Still, a weekend survey by the daily Yomiuri newspaper showed 41 percent of voters planned to cast their ballots for the Democrats in the election, up from 30 percent in a previous poll.

That compared with 27 percent for the LDP, unchanged from the earlier poll.

"Voters are thinking, the Democrats are fine as long as Ozawa is not the leader," said Masaki Taniguchi, associate professor of Japanese politics at the University of Tokyo.

"Hatoyama won't be hugely popular among voters, but for those fed up with the LDP, they now have nothing to hold them back from voting for the Democrats."

The Democrats posted gains in other newspaper surveys as well, although an initial poll on Sunday by Kyodo news agency had shown only a tiny bounce.

A poll by the Asahi newspaper showed 38 percent of voters planned to vote for the Democrats, up from 32 percent and against 25 percent for the LDP, down two points.

The Democrats have promised to reduce the decades-old bureaucrats' control of policy which critics say distorts government spending and favours vested interests, cut waste and give financial support for families with children.

PUPPET-MASTER OZAWA?

Hatoyama, 62, on Sunday picked predecessor Ozawa to oversee campaign strategy in the upcoming election and tapped the popular rival he defeated in Saturday's leadership race as his No. 2. The election must be held by October.

Analysts said Hatoyama, beginning his second stint as leader, would need to shake off an image that he was being controlled by Ozawa, who had fallen out of favour with voters and stepped down last week to rescue the party's chances of winning at the polls.

"The big problem Hatoyama faces is if the media beats him up as a puppet of Ozawa," said Gerry Curtis, a Columbia University professor and expert in Japanese politics.

"That will hurt him, so he has to figure out a way to use Ozawa's election skills without creating this impression."

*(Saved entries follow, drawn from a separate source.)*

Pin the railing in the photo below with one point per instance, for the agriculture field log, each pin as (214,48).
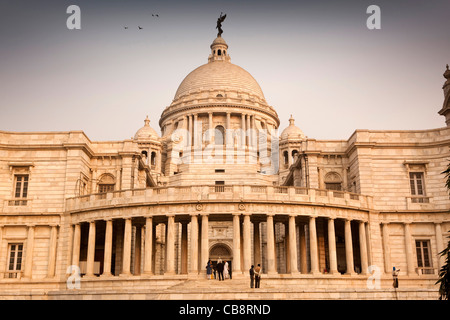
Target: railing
(14,274)
(425,270)
(420,199)
(18,202)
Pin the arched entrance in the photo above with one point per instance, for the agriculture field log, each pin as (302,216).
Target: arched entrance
(221,251)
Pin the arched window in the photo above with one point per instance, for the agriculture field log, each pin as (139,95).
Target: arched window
(106,183)
(333,181)
(294,155)
(286,157)
(219,135)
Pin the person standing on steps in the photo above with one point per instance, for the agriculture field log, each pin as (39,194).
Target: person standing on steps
(257,275)
(208,270)
(252,276)
(220,269)
(226,271)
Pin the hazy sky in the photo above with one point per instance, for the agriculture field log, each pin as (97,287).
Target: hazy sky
(316,60)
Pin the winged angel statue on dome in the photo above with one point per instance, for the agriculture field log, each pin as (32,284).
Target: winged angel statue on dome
(219,24)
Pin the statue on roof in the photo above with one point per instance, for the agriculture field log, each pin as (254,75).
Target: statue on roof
(219,24)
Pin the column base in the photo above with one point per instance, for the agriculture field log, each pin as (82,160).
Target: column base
(125,275)
(334,273)
(106,275)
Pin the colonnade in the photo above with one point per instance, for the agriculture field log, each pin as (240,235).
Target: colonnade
(193,257)
(248,126)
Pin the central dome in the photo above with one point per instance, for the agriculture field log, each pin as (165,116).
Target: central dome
(219,74)
(218,87)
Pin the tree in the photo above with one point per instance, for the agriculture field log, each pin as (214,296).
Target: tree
(444,274)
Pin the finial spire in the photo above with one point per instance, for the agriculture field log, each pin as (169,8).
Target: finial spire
(447,73)
(219,24)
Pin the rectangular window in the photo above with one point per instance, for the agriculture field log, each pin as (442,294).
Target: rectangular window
(333,186)
(104,188)
(423,253)
(21,186)
(15,259)
(416,182)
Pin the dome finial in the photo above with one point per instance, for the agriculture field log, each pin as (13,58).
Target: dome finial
(219,24)
(447,73)
(291,121)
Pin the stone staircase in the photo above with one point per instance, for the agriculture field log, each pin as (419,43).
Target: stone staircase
(213,285)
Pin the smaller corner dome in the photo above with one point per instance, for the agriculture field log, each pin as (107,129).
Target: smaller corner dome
(146,132)
(292,131)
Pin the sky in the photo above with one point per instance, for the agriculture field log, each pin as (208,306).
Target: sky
(316,60)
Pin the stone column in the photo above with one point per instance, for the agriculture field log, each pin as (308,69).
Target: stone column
(363,247)
(191,131)
(292,245)
(205,241)
(332,246)
(137,250)
(148,246)
(386,248)
(256,243)
(170,245)
(194,244)
(184,248)
(228,138)
(29,253)
(236,244)
(76,245)
(126,260)
(314,254)
(196,138)
(349,248)
(108,248)
(91,250)
(408,249)
(439,245)
(243,130)
(52,251)
(270,246)
(248,131)
(211,127)
(247,242)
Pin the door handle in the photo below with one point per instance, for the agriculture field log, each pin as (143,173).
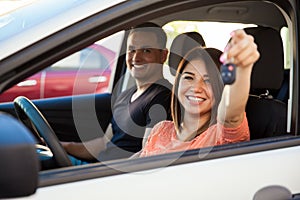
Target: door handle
(97,79)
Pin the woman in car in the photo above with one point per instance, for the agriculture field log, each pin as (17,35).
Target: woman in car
(204,112)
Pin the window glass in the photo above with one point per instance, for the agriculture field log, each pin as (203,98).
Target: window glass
(86,71)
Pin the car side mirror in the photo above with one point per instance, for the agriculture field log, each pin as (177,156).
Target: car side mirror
(19,163)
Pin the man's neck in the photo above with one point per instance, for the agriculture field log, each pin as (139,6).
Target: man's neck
(142,87)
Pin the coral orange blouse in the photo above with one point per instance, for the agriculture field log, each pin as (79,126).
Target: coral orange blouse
(163,138)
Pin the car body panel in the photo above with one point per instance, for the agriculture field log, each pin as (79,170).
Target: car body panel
(236,171)
(85,72)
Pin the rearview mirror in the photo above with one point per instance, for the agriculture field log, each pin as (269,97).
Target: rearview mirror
(19,163)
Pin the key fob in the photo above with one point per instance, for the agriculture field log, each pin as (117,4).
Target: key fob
(228,73)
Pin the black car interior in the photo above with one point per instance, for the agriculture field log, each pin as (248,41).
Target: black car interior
(267,116)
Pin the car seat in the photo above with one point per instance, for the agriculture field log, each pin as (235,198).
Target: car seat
(266,115)
(181,44)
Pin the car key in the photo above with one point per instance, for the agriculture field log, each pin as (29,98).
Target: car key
(228,73)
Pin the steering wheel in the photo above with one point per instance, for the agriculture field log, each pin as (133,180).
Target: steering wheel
(29,114)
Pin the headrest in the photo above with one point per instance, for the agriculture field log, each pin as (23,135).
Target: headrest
(181,44)
(268,71)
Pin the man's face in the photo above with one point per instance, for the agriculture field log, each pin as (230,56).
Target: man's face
(144,56)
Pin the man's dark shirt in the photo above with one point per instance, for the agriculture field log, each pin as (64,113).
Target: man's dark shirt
(130,119)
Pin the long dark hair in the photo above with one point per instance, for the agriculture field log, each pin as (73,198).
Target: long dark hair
(215,79)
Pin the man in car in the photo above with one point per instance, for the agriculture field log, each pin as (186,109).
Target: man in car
(137,109)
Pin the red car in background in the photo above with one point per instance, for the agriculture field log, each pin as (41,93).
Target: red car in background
(86,71)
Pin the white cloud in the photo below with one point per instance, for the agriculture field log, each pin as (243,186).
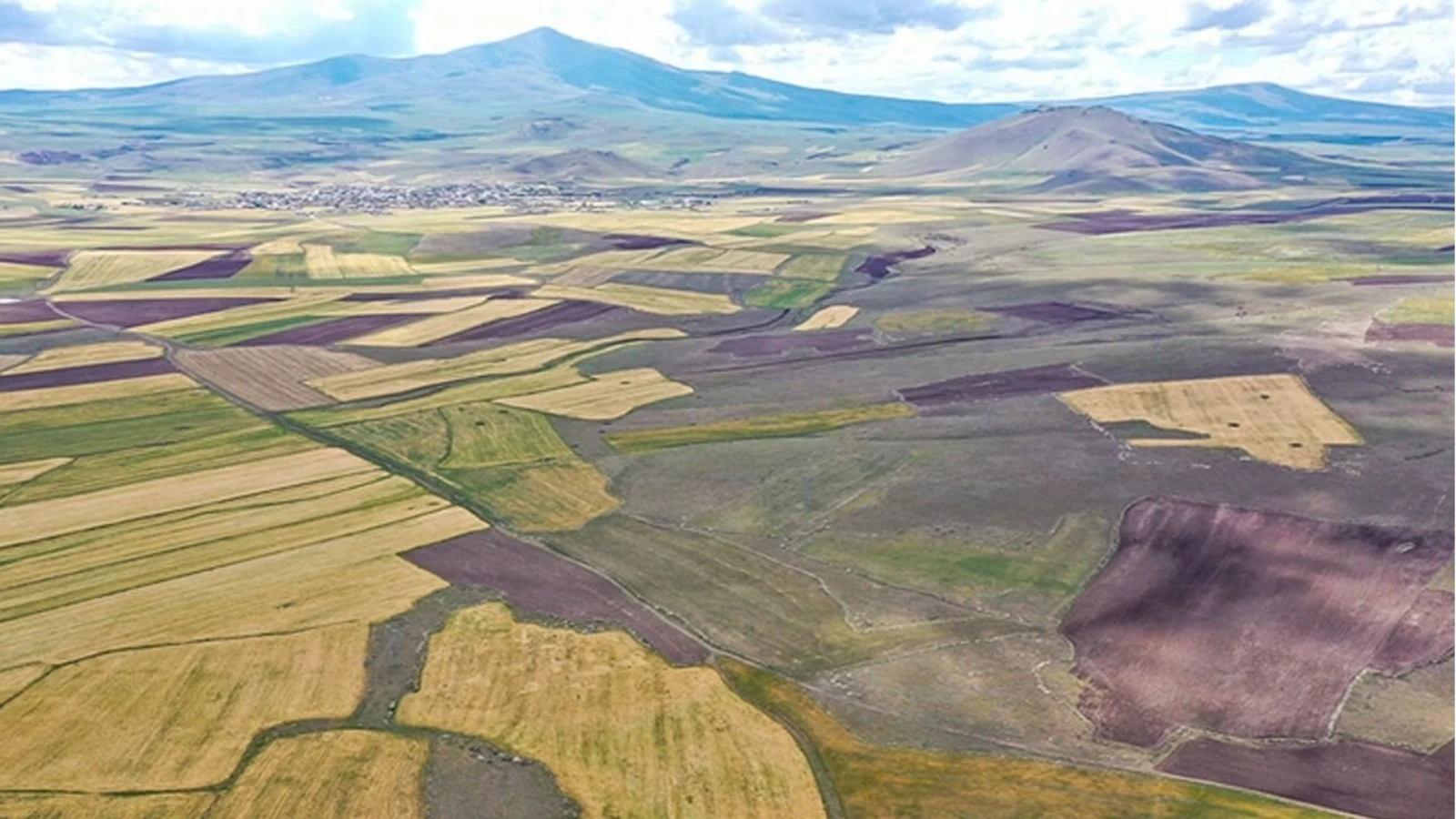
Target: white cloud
(951,50)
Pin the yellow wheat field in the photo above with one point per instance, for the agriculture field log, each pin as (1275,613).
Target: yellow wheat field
(829,318)
(625,733)
(273,376)
(509,360)
(434,329)
(60,516)
(12,474)
(102,268)
(1274,419)
(89,392)
(174,717)
(606,397)
(87,354)
(91,806)
(659,300)
(347,774)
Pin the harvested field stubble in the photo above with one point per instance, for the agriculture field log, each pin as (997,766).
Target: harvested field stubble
(895,783)
(625,733)
(1245,622)
(604,398)
(1274,419)
(538,581)
(346,774)
(174,717)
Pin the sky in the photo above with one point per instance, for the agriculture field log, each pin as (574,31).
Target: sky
(951,50)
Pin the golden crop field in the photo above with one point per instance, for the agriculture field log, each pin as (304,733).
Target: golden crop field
(434,329)
(509,360)
(625,733)
(829,318)
(791,424)
(87,354)
(12,474)
(104,268)
(875,782)
(1274,417)
(91,806)
(606,397)
(346,774)
(273,376)
(659,300)
(174,717)
(460,394)
(60,516)
(92,392)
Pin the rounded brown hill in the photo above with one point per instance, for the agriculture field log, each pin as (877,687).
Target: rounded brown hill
(1098,150)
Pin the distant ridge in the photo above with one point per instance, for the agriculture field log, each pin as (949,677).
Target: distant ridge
(1097,150)
(546,72)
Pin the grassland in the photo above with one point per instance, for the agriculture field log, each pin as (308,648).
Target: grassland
(794,424)
(625,733)
(104,268)
(1274,419)
(86,354)
(174,717)
(606,397)
(509,360)
(347,774)
(829,318)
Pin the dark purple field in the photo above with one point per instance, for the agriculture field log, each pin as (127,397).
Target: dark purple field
(541,321)
(1053,312)
(1438,334)
(41,258)
(1412,278)
(86,375)
(880,267)
(331,331)
(135,312)
(830,341)
(635,242)
(1008,383)
(541,581)
(1251,622)
(218,267)
(26,312)
(1368,780)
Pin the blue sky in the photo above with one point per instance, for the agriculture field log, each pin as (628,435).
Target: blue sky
(953,50)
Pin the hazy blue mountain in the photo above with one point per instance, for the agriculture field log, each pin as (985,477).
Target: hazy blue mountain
(546,70)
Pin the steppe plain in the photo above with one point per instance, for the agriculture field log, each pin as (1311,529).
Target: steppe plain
(868,499)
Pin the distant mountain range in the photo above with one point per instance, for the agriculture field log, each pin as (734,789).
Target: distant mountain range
(545,70)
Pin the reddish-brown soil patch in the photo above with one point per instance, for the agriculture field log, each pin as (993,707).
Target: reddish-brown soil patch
(1368,780)
(1006,383)
(880,267)
(1055,312)
(1249,622)
(86,375)
(26,312)
(1438,334)
(633,242)
(541,581)
(1409,278)
(541,321)
(135,312)
(332,331)
(830,341)
(217,267)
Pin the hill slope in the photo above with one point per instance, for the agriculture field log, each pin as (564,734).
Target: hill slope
(1097,150)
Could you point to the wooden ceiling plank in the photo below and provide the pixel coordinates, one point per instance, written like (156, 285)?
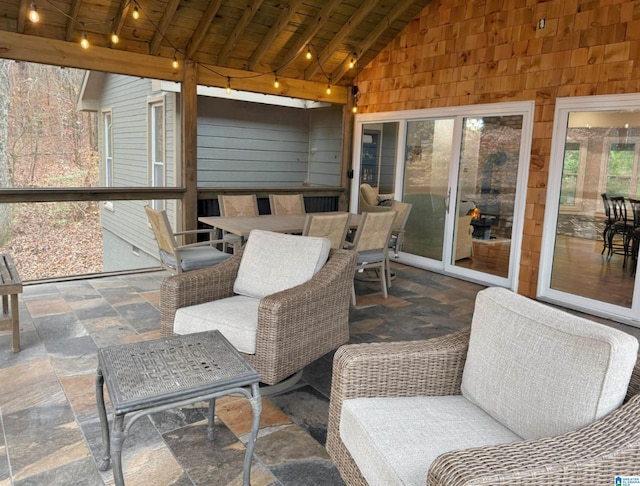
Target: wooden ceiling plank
(275, 30)
(161, 31)
(28, 48)
(121, 16)
(202, 28)
(371, 39)
(72, 19)
(358, 16)
(22, 16)
(313, 28)
(248, 14)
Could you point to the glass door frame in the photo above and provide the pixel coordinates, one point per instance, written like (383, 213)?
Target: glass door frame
(564, 106)
(458, 114)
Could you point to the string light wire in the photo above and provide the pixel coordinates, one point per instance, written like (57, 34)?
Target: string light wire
(137, 11)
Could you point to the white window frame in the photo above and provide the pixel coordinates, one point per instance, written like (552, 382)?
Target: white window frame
(107, 122)
(153, 104)
(565, 106)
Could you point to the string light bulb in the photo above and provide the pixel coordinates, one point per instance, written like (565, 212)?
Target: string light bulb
(34, 16)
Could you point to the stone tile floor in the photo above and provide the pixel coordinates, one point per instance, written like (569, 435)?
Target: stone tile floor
(50, 431)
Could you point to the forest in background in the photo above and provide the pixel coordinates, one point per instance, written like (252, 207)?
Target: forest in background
(48, 143)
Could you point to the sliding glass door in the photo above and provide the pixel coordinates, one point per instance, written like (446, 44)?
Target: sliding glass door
(588, 259)
(464, 174)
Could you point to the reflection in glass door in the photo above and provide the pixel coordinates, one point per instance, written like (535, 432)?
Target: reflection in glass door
(465, 176)
(587, 258)
(426, 185)
(487, 183)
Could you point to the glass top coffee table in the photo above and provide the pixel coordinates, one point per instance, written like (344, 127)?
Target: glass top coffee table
(152, 376)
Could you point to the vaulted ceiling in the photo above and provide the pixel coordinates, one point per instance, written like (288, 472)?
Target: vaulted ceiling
(240, 42)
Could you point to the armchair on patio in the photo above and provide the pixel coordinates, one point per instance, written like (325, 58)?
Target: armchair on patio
(529, 395)
(283, 302)
(181, 258)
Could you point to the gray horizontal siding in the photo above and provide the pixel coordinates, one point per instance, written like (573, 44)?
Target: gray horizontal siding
(248, 144)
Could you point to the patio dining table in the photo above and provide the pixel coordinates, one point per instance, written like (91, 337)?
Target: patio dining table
(284, 223)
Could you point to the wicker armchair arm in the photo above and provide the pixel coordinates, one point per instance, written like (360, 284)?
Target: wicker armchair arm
(307, 321)
(195, 287)
(299, 308)
(592, 455)
(430, 367)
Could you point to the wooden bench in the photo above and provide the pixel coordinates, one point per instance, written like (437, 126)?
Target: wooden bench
(10, 287)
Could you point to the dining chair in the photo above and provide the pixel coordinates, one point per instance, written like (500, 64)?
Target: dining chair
(236, 205)
(402, 210)
(182, 258)
(332, 226)
(608, 223)
(287, 204)
(622, 226)
(634, 234)
(371, 243)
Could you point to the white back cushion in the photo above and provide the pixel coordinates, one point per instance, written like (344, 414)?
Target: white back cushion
(272, 262)
(541, 371)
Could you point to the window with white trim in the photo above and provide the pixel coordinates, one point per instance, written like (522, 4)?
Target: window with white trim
(157, 148)
(107, 118)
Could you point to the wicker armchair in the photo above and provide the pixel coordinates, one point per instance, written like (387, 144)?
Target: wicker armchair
(594, 454)
(295, 326)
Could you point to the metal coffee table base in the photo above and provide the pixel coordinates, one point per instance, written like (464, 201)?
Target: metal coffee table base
(232, 384)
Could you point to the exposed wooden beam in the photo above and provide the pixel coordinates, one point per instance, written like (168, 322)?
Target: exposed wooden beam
(371, 39)
(71, 20)
(312, 29)
(161, 31)
(202, 28)
(355, 20)
(29, 48)
(69, 54)
(263, 83)
(248, 14)
(276, 28)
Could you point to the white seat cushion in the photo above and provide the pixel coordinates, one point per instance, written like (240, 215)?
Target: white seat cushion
(394, 440)
(235, 317)
(542, 371)
(195, 257)
(272, 262)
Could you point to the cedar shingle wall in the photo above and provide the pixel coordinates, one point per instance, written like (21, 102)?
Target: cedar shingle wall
(458, 53)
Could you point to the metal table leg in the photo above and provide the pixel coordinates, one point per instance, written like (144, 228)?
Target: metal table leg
(103, 465)
(256, 406)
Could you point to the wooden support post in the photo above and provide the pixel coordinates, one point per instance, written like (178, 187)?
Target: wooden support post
(189, 100)
(347, 154)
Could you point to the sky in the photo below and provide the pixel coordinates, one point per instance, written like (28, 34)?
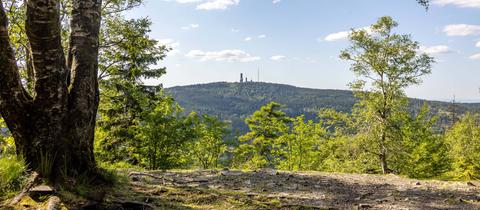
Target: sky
(298, 42)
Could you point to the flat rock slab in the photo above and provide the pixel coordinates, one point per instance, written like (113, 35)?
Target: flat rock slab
(41, 190)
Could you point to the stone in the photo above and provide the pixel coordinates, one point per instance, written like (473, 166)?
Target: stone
(91, 205)
(136, 205)
(365, 206)
(54, 203)
(41, 190)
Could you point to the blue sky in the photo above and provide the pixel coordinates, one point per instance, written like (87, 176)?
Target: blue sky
(297, 42)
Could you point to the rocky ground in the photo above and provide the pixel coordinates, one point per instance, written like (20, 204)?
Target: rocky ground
(269, 189)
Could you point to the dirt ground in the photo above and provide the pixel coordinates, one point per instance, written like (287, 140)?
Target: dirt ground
(270, 189)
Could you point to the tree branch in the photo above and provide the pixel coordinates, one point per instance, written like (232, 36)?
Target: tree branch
(13, 97)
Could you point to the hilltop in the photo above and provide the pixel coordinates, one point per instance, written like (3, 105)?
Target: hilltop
(236, 101)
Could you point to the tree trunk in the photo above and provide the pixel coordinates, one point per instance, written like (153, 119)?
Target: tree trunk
(54, 131)
(383, 155)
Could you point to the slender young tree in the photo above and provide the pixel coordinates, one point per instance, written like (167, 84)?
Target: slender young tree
(58, 119)
(385, 64)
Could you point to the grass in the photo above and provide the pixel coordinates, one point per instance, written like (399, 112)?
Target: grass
(12, 175)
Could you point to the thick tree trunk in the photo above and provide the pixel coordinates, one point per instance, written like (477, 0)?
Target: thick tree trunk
(54, 131)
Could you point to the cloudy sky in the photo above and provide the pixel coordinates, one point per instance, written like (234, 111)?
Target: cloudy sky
(297, 42)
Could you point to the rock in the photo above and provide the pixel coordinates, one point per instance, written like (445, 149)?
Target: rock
(41, 190)
(91, 205)
(136, 205)
(54, 203)
(269, 171)
(364, 206)
(271, 185)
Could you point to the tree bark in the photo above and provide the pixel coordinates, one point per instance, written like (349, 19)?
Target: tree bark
(54, 131)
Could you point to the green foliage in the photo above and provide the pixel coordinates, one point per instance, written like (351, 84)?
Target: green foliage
(46, 163)
(463, 140)
(234, 102)
(262, 146)
(127, 57)
(303, 146)
(423, 153)
(210, 145)
(385, 64)
(12, 174)
(166, 135)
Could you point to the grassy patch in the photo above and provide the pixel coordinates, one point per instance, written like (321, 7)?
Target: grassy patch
(12, 175)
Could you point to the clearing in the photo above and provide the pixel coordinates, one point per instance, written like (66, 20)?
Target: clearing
(270, 189)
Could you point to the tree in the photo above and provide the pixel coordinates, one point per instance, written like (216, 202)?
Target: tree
(262, 145)
(166, 136)
(210, 144)
(388, 63)
(59, 118)
(126, 59)
(303, 145)
(423, 153)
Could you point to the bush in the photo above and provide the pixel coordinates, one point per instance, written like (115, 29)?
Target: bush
(12, 175)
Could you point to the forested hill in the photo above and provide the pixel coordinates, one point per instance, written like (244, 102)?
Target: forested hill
(236, 101)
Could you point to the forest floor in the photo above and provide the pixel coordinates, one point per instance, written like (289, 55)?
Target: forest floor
(270, 189)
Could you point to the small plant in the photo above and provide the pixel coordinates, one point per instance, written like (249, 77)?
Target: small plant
(12, 174)
(46, 163)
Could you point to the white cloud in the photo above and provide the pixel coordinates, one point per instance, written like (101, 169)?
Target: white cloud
(278, 58)
(170, 43)
(217, 4)
(190, 27)
(434, 50)
(224, 55)
(459, 3)
(342, 35)
(210, 4)
(462, 30)
(475, 57)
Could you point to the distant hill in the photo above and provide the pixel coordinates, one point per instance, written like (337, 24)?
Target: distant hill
(236, 101)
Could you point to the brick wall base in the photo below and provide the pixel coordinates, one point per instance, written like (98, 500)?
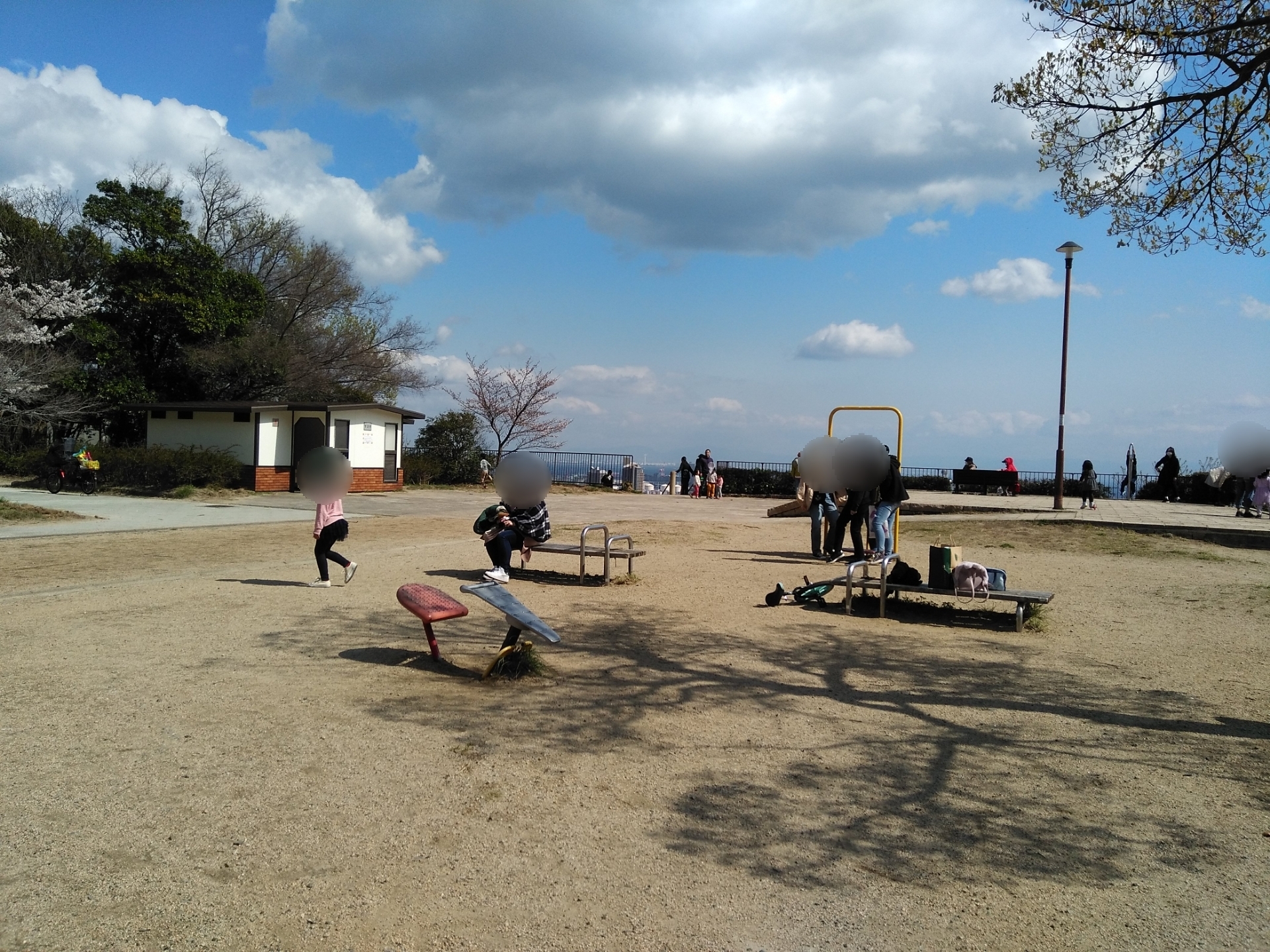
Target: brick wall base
(277, 479)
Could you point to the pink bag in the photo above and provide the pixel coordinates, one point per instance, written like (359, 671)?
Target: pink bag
(970, 579)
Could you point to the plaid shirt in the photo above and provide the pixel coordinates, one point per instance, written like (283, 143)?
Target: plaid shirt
(532, 524)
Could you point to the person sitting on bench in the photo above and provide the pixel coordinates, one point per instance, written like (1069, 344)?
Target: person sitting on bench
(516, 528)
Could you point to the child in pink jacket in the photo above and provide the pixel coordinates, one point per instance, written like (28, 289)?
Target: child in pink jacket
(331, 527)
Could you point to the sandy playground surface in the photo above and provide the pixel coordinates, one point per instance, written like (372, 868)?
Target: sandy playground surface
(197, 753)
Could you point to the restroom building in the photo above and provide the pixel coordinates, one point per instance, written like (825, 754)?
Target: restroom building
(270, 438)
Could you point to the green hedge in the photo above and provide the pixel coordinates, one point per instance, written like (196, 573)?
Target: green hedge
(756, 483)
(143, 467)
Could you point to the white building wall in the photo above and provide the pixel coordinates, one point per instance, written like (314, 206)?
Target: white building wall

While the Democrats had restored support, some analysts said the blow from Ozawa's scandal, in which a close aide was arrested for illegal fundraising charges, meant a clear election outcome was still unlikely.

An indecisive result could fail to resolve the political deadlock that emerged in 2007 when the Democrats, along with smaller allies, won control of parliament's upper house, allowing them to stall legislation.

"They've come back to where they were before the scandal, but I still think it will be difficult for the Democrats to win a majority on their own," said Hirotaka Futatsuki, an independent commentator.